在今天伊朗,你不认识革命卫队,你甚至连一瓶矿泉水都买不到。
这一切的起点,要追溯到上世纪90年代!
两伊战争结束后,大批革命卫队老兵面临复员。为了安抚这些拿着枪的功臣,当时的总统拉夫桑贾尼默许革命卫队进入商业领域。谁能想到,这竟然是打开潘多拉魔盒的最后一把钥匙。

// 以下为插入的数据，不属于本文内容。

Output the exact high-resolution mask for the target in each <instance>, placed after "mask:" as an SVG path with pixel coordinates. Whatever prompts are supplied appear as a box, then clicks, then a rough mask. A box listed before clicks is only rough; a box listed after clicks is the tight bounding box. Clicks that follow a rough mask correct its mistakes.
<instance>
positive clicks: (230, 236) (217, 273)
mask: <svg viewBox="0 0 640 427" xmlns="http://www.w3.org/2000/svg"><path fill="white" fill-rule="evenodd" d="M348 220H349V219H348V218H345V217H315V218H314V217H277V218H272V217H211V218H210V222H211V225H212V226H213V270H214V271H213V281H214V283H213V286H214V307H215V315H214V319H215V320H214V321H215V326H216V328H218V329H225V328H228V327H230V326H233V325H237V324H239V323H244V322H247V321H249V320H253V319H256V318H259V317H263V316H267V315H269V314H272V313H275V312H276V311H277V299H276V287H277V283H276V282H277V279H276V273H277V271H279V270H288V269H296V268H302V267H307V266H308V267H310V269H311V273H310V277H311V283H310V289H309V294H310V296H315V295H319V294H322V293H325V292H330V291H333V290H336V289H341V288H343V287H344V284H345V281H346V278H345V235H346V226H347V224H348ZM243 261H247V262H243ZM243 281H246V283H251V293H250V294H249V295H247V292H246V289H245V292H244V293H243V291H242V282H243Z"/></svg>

经过三十年的裂变,革命卫队已经演变成一个面目狰狞的“经济利维坦”。
其核心商业臂膀——“圣城建设总部”(Khatam al-Anbiya),如今掌控着伊朗超过60%的政府大型工程项目,从南帕尔斯天然气田的开发,到德黑兰地铁的修建,再到全国的高速公路网,全被其垄断。
根据伊朗国内非官方的保守估计,革命卫队及其附属的“宗教基金会”(如穆斯塔法凡慈善基金会、烈士基金会),控制了伊朗非石油GDP的30%到40%以上。他们渗透进了电信(垄断5G建设)、制药、汽车制造甚至金融放贷领域。
这形成了一个极其邪恶的闭环:制裁越重,国营企业越瘫痪,革命卫队的黑色经济帝国就越庞大。
因为只有革命卫队拥有足够的“硬实力”去绕过美国的制裁,通过地下渠道进行石油走私和易货贸易。
比如在2023-2024年,伊朗每天仍有上百万桶石油通过阿曼湾运往中国和亚洲市场,这条生命线上的中间商、护航者、运输方,清一色是革命卫队的影子企业。
当军权完成了资本的原始积累,并且垄断了国家的经济命脉,所谓的“神权外衣”就变成了一张薄薄的遮羞布。
教士们可以在讲台上大谈伊斯兰公平,但底下的账本,全是革命卫队少将们的数字。
2026年伊朗官方通胀率依然飙升至80%左右,底层百姓在为一斤鸡肉发愁,而革命卫队的海外暗盘账户里,美元却在以亿为单位滚动——他们不仅掌握了现在的枪,还掐住了未来的粮。
三、肉体与信仰的双重清洗:温和派的彻底覆灭
如果说经济上的垄断还只是“隐性控制”,那么2024年以来发生的一系列政治事件,则是一场赤裸裸的“肉体与信仰的双重清洗”。革命卫队正在向全世界证明:在伊朗,没有制衡,只有臣服。
看懂了2024年1月的那场处决,你就看懂了伊朗的现在。前副总统穆罕默德·阿里·阿巴迪被逮捕,而真正引发地震的,是前总统拉里贾尼的亲兄弟——阿马多拉·拉里贾尼被以“腐败罪”和“危害国家安全罪”秘密处决。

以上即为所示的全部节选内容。